Im Fokus – Das Scheitern des Tim W. und was wir nun brauchen?

– ein Kommentar von Robert M.

„Das ist einfach unser Innenverteidiger, der da vorne den Tiefenlauf macht um den inversiven Außenmittelfeldspieler den Raum zu reißen.“

So ungefähr war meine erste Reaktion als ich mit dem Walterball konfrontiert wurde. Ich war begeistert. Gerade meine aktive (Amateur-)Fußballerkarriere beendet, suchte ich nach einer neuen Verwendung in meinem heißgeliebten Hobby. Endlich – ohne die wochenendlichen Verpflichtungen – würde sich eine Dauerkarte lohnen. Und nach Wolff, Hecking und Thioune sollte nun im Sommer 2021 ein relativ neuer, den Medien zu Folge auch sehr spezieller, offensiver Trainer übernehmen, Tim Walter sein Name. Eine besondere Spielidee soll er haben und überall anecken – prinzipiell also zwei Sachen, die mir persönlich erstmal immer gefallen. Auch zwei Sachen, die den letzten Trainer ausgemacht haben, die mich das letzte Mal so richtig in eine eher ungesunde Vereinsverbundenheit gesogen hatte – bei Christian Titz. Dies vorweg muss das Folgende immer mit der Tatsache im Hinterkopf gelesen werden, dass ich Trainer liebe, die den Ball haben wollen und nicht nur auf (erzwungene) Fehler des Gegners warten.

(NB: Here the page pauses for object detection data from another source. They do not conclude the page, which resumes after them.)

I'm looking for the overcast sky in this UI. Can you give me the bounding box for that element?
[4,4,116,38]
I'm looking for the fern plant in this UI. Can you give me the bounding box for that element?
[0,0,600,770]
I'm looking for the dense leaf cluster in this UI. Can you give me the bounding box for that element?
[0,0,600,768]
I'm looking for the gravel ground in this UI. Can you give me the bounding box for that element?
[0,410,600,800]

Heute, am 12.02.2024, wurde er entlassen – und das nimmt mich mehr mit, als es eigentlich sollte.
Nur warum ist er gescheitert? – der Versuch einer persönlichen Einordnung:
Alles an dem Verlust von Vuskovic festzumachen, ist wohl zu einfach. Auch die Verletzung  Schonlaus in dieser Saison hat sicherlich nicht geholfen – das sind unsere IVs Nr. 1 und 2 – dürfen aber keine Ausreden sein. Die polarisierende Außendarstellung kann auch kein Grund sein – für mich hatte dies nie egozentrische, sondern viel mehr „schützende“ Gründe. Die Mannschaft konnte ruhig weiter arbeiten, währenddessen sich die Medien an Walter reiben konnten. Auch individuelle Entwicklungen hat er mit seinem Trainerteam enorm vorangetrieben – Marktwerte geschaffen.

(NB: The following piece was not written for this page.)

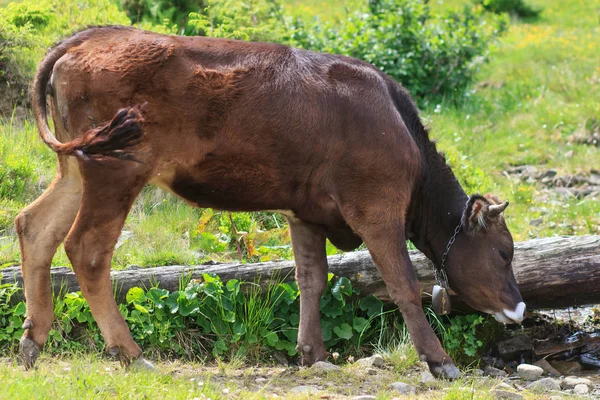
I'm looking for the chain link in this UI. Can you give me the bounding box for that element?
[433,221,462,289]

Somit erscheinen die Gründe fußballerisch vielfältig. Auf „X“ habe ich das bereits verkürzt damit versucht auszudrücken, dass er im Laufe der 2 ½ Jahre (im HSV – Universe kommt das fast der Ära Christian Streich gleich), trotz des immer stärkeren Aufgebens seiner Spielidee es nicht geschafft hat, eine Balance herzustellen.

Was ich damit meine:
Tim Walter startete mit der Implementierung seiner Vollgas-Spielidee. Im Spiel mit Ball gab es ein eine klare Idee des Positionsspiels. Wer aber effektiv wo innerhalb dieser Vorgabe steht, ist komplett egal. Durch ständiges Spielen&Gehen sollten Räume geöffnet und der Ballvortrag vorbereitet und durchgeführt werden. Viel Personal in des Gegners Hälfte erlaubt diese Idee mit ständigen Gegenpressing zu paaren und somit zu brutaler Dominanz zu gelangen.
Strukturell bringt dies natürlich mit, dass bei verfehltem Gegenpressing der Gegner auch mal mit „offenen Fuß“ einen vielversprechenden Konter fahren oder einen Ball hinter die naturgemäß hohe Kette spielen kann.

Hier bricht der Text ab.